[SkLearn classification, regression algorithm] Random Forest Regressor RandomForestRegressor



Random Forest Regressor RandomForestRegressor

class sklearn.ensemble.RandomForestRegressor(n_estimators=100, *, criterion='mse', 
max_depth=None, min_samples_split=2, min_samples_leaf=1, min_weight_fraction_leaf=0.0, 
max_features='auto', max_leaf_nodes=None, min_impurity_decrease=0.0, 
min_impurity_split=None, bootstrap=True, oob_score=False, n_jobs=None, random_state=None,
verbose=0, warm_start=False, ccp_alpha=0.0, max_samples=None)
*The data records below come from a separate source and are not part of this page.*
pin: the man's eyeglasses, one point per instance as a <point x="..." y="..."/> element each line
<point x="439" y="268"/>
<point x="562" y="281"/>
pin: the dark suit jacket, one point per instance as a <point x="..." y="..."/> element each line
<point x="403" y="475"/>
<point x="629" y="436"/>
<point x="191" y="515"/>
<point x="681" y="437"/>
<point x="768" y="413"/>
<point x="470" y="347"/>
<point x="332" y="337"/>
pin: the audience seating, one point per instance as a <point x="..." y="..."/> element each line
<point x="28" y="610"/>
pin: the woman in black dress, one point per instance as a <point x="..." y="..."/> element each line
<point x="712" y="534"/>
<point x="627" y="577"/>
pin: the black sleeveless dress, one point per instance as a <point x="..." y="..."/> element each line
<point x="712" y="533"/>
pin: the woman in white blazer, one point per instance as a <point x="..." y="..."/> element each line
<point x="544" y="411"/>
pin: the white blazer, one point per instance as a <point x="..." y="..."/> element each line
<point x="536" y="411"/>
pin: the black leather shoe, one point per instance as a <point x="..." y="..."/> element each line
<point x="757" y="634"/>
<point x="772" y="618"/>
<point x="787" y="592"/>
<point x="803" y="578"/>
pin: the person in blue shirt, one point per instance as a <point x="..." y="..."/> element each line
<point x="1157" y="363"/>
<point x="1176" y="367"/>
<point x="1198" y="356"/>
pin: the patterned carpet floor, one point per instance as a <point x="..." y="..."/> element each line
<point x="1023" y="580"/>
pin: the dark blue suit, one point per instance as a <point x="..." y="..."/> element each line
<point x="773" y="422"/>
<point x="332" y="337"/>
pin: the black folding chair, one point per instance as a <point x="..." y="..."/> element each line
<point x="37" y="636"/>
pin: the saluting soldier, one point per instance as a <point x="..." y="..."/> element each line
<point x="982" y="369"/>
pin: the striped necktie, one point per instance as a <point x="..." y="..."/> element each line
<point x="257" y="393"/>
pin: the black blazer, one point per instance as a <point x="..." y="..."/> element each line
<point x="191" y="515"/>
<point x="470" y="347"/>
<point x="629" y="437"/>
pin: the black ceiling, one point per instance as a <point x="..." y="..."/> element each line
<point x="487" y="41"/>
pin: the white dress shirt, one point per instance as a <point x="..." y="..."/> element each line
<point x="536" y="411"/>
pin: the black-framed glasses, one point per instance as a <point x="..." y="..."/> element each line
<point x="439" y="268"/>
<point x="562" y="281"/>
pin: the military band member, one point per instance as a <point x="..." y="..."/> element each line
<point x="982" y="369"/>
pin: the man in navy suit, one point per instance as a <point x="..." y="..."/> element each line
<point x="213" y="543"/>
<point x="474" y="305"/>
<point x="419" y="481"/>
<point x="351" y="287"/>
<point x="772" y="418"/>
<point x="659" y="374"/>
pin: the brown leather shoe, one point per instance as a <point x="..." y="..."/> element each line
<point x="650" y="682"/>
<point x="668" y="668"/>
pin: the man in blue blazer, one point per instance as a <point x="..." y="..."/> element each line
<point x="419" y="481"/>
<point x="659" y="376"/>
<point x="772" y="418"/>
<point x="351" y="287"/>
Almost all parameters, attributes and interfaces are exactly the same as the random forest classifier. The only difference is the difference between the regression tree and the classification tree, as well as the impurity index, and the parameter criterion is inconsistent.


① Important parameters, attributes and interfaces

criterion

  • The regression tree measures the quality of branches. There are three supported standards:

    • 1) Enter " mse" Using the 均方误差mean squared error(MSE)difference between the mean square error, the parent node of the leaf node and will be used as a standard feature selection, by this method using the mean value of the leaf node to minimize the loss of L2
      Insert picture description here
      wherein N是样本数量, i是每一个数据样本, fi是模型回归出的数值, yi是样本点i实际的数值标签. and soThe essence of MSE is the difference between the real data of the sample and the regression result. In the regression tree, MSE is not only our branch quality measurement indicator, but also our most commonly used indicator to measure the regression quality of the regression tree. When we are using cross-validation or other methods to obtain the results of the regression tree, we often choose the average The square error is used as our evaluation (in the classification tree, this indicator is the prediction accuracy represented by score). In the return, we pursued that the smaller the MSE, the better. However,回归树的接口 score返回的是R²,并不是MSE . R-squared is defined as follows:
      Insert picture description here
      wherein u是残差平方和(MSE*N), v是总平方和, N是样本数量, i是每一个数据样本, fi是模型回归出的数值, yi是样本点i实际的数值标签. y帽是真实数值标签的平均数. R-squared can be positive or negative (if the model's residual sum of squares is much greater than the model's total sum of squares, the model is very bad, R-squared will be negative), and the mean square error will always be positive.
      ★ It is worth mentioning that although the mean square error is always positive, when the mean square error is used as the criterion in sklearn, the negative mean square error "(neg mean_squared_error) is calculated. This is because when sklearn calculates the model evaluation index, it will Considering the nature of the indicator itself, the mean square error itself is an error, so it is classified as a loss of the model by sklearn. Therefore, in sklearn, it is expressed as a negative number. The value of the true mean square error MSE is actually neg meansquared_error remove the negative number.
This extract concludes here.